Databricks and Azure Databricks features
Databricks is basically created to make it easy to work with. The solution therefore contains a lot of user-friendly features:
- Real-time visualizations in the Notebook
- Integration with Github and Bitbucket
- Databrick’s own Notebook that acts as Databrick’s own Interactive Development Environment (IDE)
- An internal dashboard connected to your Notebook
- Direct scheduling of each Notebook
- Notebooks that support multiple languages: R, Python, SQL, and Scala
Azure Databricks and Apache Spark
One of the great strengths of the collaboration between Azure and Databricks is that you have an Apache Spark platform that is fully integrated with all known Azure components such as Azure Data Factory and Azure Blob Storage, allowing for continuous pipelines in each project.
A related important aspect of Databricks is the ability to share different profiles, making it easier and more secure for different profiles such, as Data Engineers and Data Scientist, to work together on individual projects in the Databricks environment.
Databricks also have the option of Auto-Scaling your resources. This means that you can have a cluster that automatically adapts to what you need at the given time. In general, the entire clustering aspect is handled by Databricks, which makes it easy to get started with Cluster Computing even for beginners. When you reach a more advanced level in the process of spark, there are also opportunities to monitor your programs directly from Databricks to optimize these.
How Databricks can be used
In addition to the general benefit of having an easy overview of your pipelines and cluster computing advantage when processing very large volumes of data, here we will look at two examples where Databrick’s makes particular sense:
Tasks that include using Machine Learning or Deep Learning
In addition to having an easy and clear integration to all the major Machine Learning libraries as well as necessities that come before and after Machine Learning development, Databricks has the advantage that the very large computations or data volumes that are commonly associated with Machine Learning and Deep Learning can easily be orchestrated on your automatically started cluster.
Tasks that include using real time streaming data such as IoT data from machines
Here you can take advantage of Databrick’s Apache Spark foundation, more specifically the extension to Apache Sparks core API: Spark Streaming, which is set up to work with frequently used data sources such as Kafka, HDFS and Twitter. Spark Streaming is also fully integrated into Databricks and is very easy to set up and use.

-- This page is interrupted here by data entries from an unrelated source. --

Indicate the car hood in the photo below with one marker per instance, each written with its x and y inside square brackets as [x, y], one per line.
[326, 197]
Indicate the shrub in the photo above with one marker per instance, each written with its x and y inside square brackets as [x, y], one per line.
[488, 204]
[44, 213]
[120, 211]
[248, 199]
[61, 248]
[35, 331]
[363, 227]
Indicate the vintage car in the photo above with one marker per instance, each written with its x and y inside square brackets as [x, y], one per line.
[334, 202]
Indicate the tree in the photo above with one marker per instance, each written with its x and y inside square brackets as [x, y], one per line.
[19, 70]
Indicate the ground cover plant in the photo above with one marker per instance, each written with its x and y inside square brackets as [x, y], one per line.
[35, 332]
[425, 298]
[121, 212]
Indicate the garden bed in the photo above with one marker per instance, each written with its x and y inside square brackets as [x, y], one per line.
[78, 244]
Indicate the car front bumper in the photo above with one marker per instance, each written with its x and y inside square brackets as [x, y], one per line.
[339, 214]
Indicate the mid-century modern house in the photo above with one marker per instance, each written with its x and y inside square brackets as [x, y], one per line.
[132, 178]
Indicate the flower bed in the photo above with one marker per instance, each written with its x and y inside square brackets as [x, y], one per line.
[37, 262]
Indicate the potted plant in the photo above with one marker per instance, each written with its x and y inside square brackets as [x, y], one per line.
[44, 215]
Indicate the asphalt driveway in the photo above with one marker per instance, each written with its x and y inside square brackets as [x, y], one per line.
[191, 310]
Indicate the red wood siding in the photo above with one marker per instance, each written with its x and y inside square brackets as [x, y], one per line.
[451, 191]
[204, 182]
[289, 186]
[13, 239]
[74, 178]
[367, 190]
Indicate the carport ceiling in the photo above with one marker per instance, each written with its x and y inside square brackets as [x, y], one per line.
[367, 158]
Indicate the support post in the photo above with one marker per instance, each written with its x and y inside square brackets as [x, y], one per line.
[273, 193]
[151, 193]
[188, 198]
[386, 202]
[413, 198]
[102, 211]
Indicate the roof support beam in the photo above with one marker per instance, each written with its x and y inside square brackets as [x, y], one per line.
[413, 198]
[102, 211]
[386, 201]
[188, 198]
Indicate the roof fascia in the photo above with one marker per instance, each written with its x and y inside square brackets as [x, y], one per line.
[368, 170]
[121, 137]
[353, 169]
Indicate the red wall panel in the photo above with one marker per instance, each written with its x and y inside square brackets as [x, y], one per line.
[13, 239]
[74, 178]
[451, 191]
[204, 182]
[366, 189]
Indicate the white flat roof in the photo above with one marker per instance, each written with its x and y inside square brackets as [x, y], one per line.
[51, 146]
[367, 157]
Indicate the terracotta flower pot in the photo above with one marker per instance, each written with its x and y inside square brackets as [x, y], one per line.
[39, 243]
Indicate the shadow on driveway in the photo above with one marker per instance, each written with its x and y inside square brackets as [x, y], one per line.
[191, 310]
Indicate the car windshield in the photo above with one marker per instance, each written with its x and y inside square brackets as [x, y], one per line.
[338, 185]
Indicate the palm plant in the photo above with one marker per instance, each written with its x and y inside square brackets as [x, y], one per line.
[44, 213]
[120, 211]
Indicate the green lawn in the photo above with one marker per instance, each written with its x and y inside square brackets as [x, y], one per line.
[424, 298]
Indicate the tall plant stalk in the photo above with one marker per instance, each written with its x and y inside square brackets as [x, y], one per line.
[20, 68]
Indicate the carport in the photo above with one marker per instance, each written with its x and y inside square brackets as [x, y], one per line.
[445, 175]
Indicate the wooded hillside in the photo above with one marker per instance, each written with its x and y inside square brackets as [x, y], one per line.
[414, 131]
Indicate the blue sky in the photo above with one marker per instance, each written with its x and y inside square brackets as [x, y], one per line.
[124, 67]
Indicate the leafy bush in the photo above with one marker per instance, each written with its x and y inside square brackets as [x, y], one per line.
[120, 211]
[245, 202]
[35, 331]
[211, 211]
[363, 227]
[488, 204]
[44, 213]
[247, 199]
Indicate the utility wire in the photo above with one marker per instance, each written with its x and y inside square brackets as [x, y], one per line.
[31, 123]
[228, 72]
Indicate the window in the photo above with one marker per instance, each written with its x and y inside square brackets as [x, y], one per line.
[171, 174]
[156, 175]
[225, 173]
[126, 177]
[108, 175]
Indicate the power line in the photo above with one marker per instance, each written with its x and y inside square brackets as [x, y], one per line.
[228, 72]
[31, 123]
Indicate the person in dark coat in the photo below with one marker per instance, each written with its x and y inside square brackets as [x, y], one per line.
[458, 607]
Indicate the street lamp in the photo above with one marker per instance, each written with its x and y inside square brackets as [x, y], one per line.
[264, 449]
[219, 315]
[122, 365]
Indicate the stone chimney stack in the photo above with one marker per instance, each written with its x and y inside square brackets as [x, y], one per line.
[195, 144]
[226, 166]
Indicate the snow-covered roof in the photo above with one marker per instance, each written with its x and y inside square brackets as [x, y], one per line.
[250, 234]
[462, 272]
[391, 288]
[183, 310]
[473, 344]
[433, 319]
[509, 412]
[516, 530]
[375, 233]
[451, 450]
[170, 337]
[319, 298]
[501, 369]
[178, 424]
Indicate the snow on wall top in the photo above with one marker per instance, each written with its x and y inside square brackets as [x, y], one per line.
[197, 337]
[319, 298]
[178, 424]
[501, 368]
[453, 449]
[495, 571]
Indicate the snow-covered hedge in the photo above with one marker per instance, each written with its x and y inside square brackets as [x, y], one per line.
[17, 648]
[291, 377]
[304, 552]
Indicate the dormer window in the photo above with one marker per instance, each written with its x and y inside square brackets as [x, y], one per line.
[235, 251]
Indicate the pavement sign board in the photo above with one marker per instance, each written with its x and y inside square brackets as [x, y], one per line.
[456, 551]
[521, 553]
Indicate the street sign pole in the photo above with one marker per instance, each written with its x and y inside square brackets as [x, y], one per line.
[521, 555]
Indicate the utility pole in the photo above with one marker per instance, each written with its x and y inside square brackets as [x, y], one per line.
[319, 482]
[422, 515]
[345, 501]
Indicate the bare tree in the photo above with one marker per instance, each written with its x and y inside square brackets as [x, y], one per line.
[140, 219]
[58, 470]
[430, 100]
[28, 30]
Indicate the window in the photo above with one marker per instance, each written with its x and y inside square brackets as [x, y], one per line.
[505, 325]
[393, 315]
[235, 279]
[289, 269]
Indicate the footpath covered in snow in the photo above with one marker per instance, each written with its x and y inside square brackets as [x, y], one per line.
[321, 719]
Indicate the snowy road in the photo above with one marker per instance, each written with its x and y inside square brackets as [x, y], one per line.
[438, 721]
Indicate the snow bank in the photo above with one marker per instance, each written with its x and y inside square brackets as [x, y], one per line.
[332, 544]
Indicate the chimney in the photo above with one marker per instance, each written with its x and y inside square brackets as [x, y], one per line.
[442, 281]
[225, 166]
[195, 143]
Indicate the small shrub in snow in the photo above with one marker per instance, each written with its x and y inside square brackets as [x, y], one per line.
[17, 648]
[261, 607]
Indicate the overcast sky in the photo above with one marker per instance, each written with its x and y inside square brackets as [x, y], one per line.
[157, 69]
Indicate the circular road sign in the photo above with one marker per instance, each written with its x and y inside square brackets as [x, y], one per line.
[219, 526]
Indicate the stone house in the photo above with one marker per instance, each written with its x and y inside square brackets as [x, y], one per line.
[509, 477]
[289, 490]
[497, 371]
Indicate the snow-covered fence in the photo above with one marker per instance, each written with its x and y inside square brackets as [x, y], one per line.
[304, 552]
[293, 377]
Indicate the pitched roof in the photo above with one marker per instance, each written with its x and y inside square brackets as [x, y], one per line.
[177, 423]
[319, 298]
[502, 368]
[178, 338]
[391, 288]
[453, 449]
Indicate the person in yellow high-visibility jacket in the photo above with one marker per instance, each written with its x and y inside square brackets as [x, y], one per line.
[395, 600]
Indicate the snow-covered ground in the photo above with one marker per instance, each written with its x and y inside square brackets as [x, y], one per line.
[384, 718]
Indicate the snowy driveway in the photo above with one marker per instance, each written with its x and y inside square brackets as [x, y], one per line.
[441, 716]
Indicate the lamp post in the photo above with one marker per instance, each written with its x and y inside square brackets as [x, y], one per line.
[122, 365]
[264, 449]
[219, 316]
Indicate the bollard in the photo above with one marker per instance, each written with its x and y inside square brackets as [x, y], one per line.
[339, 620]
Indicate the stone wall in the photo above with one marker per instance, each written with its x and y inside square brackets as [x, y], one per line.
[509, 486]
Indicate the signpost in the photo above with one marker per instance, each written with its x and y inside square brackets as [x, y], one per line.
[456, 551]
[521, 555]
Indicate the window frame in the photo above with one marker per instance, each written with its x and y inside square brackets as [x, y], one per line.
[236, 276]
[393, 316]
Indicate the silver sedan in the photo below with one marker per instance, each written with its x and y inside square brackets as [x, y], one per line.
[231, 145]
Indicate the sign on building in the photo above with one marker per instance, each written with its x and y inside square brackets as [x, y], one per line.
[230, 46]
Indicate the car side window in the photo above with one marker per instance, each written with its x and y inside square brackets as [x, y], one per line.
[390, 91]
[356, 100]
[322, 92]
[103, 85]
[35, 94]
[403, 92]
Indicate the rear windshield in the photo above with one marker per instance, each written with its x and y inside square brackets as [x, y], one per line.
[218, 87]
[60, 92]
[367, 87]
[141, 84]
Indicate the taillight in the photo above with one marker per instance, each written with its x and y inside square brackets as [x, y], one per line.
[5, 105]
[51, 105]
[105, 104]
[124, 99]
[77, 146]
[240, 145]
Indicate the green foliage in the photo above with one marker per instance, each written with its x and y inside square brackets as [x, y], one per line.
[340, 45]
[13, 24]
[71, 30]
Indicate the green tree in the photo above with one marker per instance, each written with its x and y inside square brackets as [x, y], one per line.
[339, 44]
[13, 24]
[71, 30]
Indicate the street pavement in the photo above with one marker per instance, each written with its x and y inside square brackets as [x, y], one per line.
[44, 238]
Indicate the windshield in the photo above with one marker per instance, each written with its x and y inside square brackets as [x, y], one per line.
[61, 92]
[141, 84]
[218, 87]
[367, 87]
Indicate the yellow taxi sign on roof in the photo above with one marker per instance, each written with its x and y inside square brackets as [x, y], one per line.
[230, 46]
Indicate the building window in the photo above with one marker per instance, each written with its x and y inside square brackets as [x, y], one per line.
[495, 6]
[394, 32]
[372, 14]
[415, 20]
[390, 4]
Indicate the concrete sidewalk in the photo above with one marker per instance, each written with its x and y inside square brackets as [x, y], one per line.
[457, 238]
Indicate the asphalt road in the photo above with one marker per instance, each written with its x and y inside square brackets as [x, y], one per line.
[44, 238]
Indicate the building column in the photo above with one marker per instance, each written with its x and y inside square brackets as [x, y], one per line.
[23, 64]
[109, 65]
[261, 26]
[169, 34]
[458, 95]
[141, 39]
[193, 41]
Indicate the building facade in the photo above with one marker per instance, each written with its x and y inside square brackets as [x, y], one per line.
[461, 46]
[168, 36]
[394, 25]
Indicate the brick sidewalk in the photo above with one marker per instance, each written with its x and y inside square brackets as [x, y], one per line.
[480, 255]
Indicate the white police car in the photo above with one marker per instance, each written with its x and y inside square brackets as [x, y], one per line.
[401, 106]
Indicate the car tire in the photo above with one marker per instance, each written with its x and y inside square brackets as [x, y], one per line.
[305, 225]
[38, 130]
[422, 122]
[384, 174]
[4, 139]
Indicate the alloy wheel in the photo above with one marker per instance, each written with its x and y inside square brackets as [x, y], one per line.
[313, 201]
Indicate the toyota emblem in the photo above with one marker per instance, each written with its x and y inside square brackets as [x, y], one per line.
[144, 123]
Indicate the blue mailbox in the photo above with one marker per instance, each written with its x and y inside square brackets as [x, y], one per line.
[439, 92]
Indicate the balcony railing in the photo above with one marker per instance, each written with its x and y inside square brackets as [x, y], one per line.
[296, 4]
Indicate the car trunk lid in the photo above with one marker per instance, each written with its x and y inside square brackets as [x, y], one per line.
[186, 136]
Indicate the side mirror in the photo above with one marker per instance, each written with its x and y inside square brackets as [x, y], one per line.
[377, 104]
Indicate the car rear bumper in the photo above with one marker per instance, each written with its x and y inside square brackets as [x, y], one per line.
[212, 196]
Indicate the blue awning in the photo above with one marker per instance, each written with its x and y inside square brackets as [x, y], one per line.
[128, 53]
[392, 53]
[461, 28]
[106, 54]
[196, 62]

Is Azure Databrick for you?
Many different profiles can benefit from Databricks, but overall it makes sense if you:
Have many different profiles working together
Need to be able to handle queries in varying amounts
Work with very large amounts of data and/or very heavy calculations
Would like everything in one place with a user-friendly design and set-up
Want direct scheduling of each Notebook
Want the ability to switch freely between languages R, Python, SQL, and Scala – even in the same Notebook
What is Apache Spark?
Apache Spark is an open-source distributed cluster computing framework that started in 2013, which in recent years has become one of the preferred platforms for Artificial Intelligence and real-time applications. But what does it really mean to be an “open source distributed cluster computing framework”?
By open source is meant software where the source code is freely available for use and contribution. In this case, it’s about Scala, on which Apache Spark is built.
Distributed cluster computing means that the programs you execute are processed (distributed) on a group of computers (a cluster).
You could say that you break down a bigger problem into smaller problems, and let each node (computer) in its cluster handle a smaller chunk of the task at the same time and therefore reach the result much faster.
This distribution (mapping) of the tasks to the available nodes as well as the aggregation of the individual results (reducing) occurs automatically and in most cases is an advantage when it comes to time spent when working with very large data volumes.